Время шло, все потихоньку уезжали, а Айзик оставался на месте.
— Внуков хотя бы пожалел, — бурчала Двося. — Извелись все!
— Не станет Лизаветы, тогда и поедем, — говорил Айзик. — Не убежит ваша Америка!
— Что-то надо делать с твоим папашей, — говорил каждый раз Додик, возвращаясь от тестя.
— А что сделаешь? — разводила руками Соня. — Надо ждать. Лизавета не вечная.
— Нас переживет! — бурчал Додик. — И вообще, Америку могут закрыть! Все поговаривают уже про это. Или ваш дядя умрет, и тогда вообще не к кому будет ехать! В каждом письме пишет, что болеет!
— Папу не переубедишь, — безнадежно говорила Соня. — Он на этой лошади помешался.
Эта проблема не давала им покоя, и они делились ею со всеми, прося совета, и получили его неожиданно от железнодорожника, любителя-охотника, живущего в их доме. Они не то, чтобы дружили, но знались: если куда надо было подъехать, он доставал им билеты, время от времени подбрасывал их на своем «Москвиче» на рынок, изредка продавал им зайчатину и часто перехватывал деньги до зарплаты.

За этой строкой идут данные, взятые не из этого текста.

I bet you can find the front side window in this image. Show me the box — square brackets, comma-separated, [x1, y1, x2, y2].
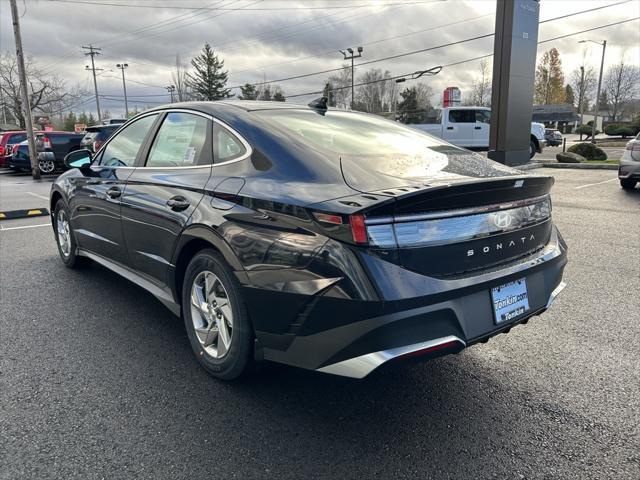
[216, 125, 247, 163]
[449, 110, 476, 123]
[476, 110, 491, 123]
[100, 114, 158, 167]
[146, 112, 211, 167]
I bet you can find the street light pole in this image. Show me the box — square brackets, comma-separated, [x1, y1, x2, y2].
[9, 0, 40, 180]
[116, 63, 129, 118]
[578, 40, 607, 143]
[339, 47, 364, 110]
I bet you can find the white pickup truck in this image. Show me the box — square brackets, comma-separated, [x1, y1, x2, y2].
[408, 107, 546, 158]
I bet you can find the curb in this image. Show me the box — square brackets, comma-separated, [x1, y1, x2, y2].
[0, 208, 49, 220]
[543, 163, 618, 170]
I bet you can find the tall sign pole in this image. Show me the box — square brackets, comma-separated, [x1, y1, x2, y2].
[489, 0, 540, 165]
[82, 45, 102, 123]
[9, 0, 40, 180]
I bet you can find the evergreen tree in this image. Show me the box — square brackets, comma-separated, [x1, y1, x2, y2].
[187, 43, 231, 100]
[322, 82, 336, 107]
[238, 83, 258, 100]
[62, 112, 78, 132]
[564, 84, 576, 105]
[533, 47, 565, 105]
[397, 87, 422, 123]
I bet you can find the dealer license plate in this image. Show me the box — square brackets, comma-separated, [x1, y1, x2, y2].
[491, 278, 529, 324]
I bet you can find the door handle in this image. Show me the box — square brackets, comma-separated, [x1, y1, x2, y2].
[167, 197, 190, 212]
[107, 187, 122, 198]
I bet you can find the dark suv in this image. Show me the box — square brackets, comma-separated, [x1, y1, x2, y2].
[80, 124, 122, 153]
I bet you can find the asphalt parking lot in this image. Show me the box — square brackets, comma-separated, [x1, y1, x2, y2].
[0, 169, 640, 479]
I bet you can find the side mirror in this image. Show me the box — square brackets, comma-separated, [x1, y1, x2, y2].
[64, 150, 93, 172]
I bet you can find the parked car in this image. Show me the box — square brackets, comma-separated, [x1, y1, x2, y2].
[50, 99, 567, 379]
[80, 125, 122, 153]
[409, 107, 546, 158]
[0, 131, 27, 167]
[544, 128, 562, 147]
[9, 132, 83, 174]
[618, 133, 640, 190]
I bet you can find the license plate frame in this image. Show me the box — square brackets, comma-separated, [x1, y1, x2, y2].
[490, 278, 530, 325]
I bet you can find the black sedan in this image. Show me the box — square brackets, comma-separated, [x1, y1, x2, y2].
[51, 100, 567, 379]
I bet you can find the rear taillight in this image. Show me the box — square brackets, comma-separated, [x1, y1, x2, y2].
[349, 214, 367, 243]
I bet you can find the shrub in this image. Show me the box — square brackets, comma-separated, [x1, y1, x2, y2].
[556, 152, 586, 163]
[604, 123, 640, 138]
[567, 142, 607, 160]
[576, 125, 600, 136]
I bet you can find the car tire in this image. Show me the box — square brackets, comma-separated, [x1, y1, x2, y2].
[620, 178, 638, 190]
[53, 200, 89, 268]
[182, 249, 253, 380]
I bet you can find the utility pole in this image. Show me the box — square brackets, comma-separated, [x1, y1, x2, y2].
[164, 85, 176, 103]
[578, 40, 607, 143]
[339, 47, 363, 110]
[116, 63, 129, 118]
[578, 65, 584, 125]
[82, 44, 102, 123]
[9, 0, 40, 180]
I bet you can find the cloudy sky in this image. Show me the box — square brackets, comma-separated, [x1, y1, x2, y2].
[0, 0, 640, 116]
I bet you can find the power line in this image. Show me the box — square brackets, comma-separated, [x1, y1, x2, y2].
[286, 17, 640, 98]
[49, 0, 446, 12]
[230, 0, 629, 89]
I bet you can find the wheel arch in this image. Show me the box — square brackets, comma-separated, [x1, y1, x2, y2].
[169, 225, 246, 303]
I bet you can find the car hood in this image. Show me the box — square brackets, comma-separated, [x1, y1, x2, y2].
[340, 145, 522, 192]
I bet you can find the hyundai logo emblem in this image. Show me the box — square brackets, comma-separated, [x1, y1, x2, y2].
[493, 212, 513, 230]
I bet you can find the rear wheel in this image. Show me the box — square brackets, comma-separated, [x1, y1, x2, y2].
[182, 250, 253, 380]
[620, 178, 638, 190]
[53, 200, 88, 268]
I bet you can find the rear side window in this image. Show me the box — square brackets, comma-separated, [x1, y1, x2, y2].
[146, 112, 211, 167]
[100, 114, 158, 167]
[449, 110, 476, 123]
[215, 125, 247, 163]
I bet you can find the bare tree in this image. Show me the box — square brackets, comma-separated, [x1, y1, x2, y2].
[171, 53, 190, 102]
[0, 53, 86, 128]
[325, 65, 351, 108]
[604, 53, 640, 122]
[354, 68, 397, 113]
[570, 65, 598, 122]
[469, 58, 491, 107]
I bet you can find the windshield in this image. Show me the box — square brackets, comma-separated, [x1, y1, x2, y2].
[256, 110, 443, 157]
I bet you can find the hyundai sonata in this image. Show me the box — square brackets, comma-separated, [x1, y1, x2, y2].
[51, 100, 567, 379]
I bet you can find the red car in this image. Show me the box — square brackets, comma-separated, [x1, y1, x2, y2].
[0, 131, 27, 167]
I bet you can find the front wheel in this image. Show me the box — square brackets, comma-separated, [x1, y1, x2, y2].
[182, 250, 253, 380]
[620, 178, 638, 190]
[53, 200, 88, 268]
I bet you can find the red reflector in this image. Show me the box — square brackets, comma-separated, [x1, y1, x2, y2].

— Додик, — сказал он, — не строй проблему на пустом месте. Застрели эту клячу — и все!
— Какой из меня стрелок?! — сказал Додик. — Я в армии ни разу не стрелял: в стройбате служил. Это ты охотник! Может, поможешь?

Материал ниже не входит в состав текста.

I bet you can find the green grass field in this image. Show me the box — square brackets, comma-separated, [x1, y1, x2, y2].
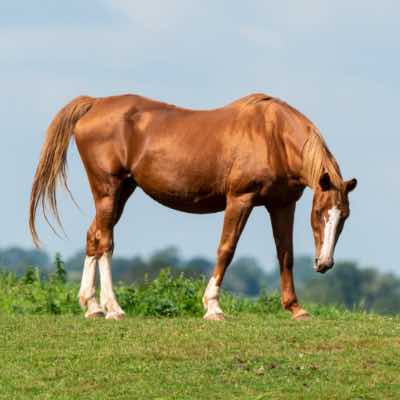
[0, 312, 400, 400]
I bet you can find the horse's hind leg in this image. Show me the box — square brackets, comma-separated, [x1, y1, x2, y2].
[96, 178, 136, 319]
[79, 219, 104, 318]
[80, 178, 136, 319]
[203, 195, 253, 320]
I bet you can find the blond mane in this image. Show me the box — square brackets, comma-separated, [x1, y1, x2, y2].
[303, 129, 343, 189]
[229, 93, 272, 107]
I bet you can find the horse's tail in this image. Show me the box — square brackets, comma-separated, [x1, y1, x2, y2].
[29, 96, 95, 247]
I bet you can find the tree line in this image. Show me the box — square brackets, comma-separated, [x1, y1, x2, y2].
[0, 247, 400, 314]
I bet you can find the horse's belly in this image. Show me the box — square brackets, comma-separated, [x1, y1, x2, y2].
[139, 185, 226, 214]
[133, 162, 226, 213]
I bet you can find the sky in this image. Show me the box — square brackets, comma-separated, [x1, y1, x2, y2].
[0, 0, 400, 273]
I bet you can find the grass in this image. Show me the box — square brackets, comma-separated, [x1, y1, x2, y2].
[0, 268, 400, 400]
[0, 312, 400, 400]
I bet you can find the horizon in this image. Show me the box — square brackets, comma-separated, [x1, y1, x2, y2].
[0, 0, 400, 273]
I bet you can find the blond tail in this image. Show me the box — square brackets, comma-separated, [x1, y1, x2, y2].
[29, 96, 95, 246]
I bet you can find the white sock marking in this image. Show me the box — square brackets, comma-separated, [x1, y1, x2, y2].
[203, 277, 223, 316]
[319, 206, 340, 260]
[79, 256, 96, 307]
[99, 253, 124, 314]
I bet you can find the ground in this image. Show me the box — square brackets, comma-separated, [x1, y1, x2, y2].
[0, 314, 400, 400]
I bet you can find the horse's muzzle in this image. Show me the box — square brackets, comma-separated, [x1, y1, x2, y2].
[314, 258, 335, 274]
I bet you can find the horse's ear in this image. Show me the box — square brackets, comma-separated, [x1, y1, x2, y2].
[319, 172, 332, 192]
[345, 178, 357, 193]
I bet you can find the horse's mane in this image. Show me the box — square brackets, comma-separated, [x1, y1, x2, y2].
[229, 93, 272, 107]
[303, 128, 343, 189]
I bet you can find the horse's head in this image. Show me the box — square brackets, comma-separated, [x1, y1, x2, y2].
[311, 173, 357, 273]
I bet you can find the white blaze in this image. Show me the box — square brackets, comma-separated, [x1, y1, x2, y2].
[319, 207, 340, 261]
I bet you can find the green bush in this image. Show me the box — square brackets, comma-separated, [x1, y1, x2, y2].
[0, 264, 288, 317]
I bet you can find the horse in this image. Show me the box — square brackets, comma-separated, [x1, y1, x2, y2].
[29, 93, 357, 320]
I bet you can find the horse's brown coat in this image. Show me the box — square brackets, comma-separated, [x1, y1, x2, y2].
[30, 94, 355, 317]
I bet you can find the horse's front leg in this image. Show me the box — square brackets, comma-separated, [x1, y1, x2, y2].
[203, 194, 253, 320]
[268, 203, 309, 320]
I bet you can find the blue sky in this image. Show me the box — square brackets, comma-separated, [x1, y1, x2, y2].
[0, 0, 400, 271]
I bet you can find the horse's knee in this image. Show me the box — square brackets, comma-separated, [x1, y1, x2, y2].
[96, 232, 114, 257]
[218, 244, 235, 264]
[281, 294, 297, 310]
[86, 224, 97, 256]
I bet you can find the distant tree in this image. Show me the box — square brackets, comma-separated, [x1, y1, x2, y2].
[0, 247, 51, 276]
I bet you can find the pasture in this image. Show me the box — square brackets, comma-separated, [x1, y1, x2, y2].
[0, 272, 400, 400]
[0, 314, 400, 400]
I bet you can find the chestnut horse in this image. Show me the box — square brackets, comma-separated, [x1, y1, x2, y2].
[29, 94, 357, 320]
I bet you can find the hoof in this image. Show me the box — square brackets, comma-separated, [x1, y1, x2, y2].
[292, 310, 311, 321]
[85, 309, 105, 319]
[106, 311, 125, 321]
[203, 313, 225, 321]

Железнодорожник подумал и сказал:
— Подари мне «Зауэр»! Всего за двести рублей отдают, и я уберу твою проблему.
— А что это «Зауэр»? — спросил Додик.
— Ружье немецкое, — сказал он. — Вадик Перлин из комунхоза уезжает в Израиль и продает. Считай, бесплатно. В хорошее время семьсот стоит. И не достанешь.
И Додик купил…
Лизавету застрелили днем, в будний день, когда она спокойно паслась на лугу за Филипповым домам… Вокруг никого не было. Филипповым домом называли развалины бывшей помещичьей усадьбы. По вечерам и в выходные там играли дети, но в средине дня, в будни, их там не было. Ближайшие дома были сравнительно далеко от этого места, и если кто в них был, то глухие старики. И выстрела никто не слышал.
Выстрел был меткий, охотничий, в ухо. Но в милиции решили, что баловались с ружьем дети. И никто никого не искал.

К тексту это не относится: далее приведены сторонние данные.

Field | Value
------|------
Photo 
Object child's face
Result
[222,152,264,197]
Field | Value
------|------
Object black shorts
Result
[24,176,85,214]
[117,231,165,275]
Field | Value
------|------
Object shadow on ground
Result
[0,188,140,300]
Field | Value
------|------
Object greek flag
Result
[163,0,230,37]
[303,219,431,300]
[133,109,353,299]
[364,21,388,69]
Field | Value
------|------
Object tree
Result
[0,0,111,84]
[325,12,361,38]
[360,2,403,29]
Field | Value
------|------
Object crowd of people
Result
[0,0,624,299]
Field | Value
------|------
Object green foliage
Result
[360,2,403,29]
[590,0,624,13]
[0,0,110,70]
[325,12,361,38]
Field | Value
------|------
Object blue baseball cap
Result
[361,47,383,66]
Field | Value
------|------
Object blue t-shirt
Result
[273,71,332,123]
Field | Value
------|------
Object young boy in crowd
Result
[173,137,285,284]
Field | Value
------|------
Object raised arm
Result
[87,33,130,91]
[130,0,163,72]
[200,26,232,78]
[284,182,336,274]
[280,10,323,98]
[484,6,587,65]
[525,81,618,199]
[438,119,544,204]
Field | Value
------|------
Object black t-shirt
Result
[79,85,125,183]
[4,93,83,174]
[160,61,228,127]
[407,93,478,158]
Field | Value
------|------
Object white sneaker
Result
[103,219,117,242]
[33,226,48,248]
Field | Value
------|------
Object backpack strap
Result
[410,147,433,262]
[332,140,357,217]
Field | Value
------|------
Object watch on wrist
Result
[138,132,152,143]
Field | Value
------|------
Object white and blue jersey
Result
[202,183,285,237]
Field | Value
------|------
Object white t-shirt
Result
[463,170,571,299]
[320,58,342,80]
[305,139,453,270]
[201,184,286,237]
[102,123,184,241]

После гибели лошади Айзик как-то сразу сдал, постарел на глазах: поседел, сгорбился, стал заговариваться и забываться, а потом вообще перестал говорить, издавая вместо слов непонятное бормотание.
Боясь за здоровье Айзика, Додик ежедневно звонил в Нью-Йорк дяде Бенеме и метался между Краснопольем и Москвой, пытаясь ускорить отъезд. Что-то куда-то писал, что-то кому-то объяснял, и через несколько месяцев они улетели в Америку.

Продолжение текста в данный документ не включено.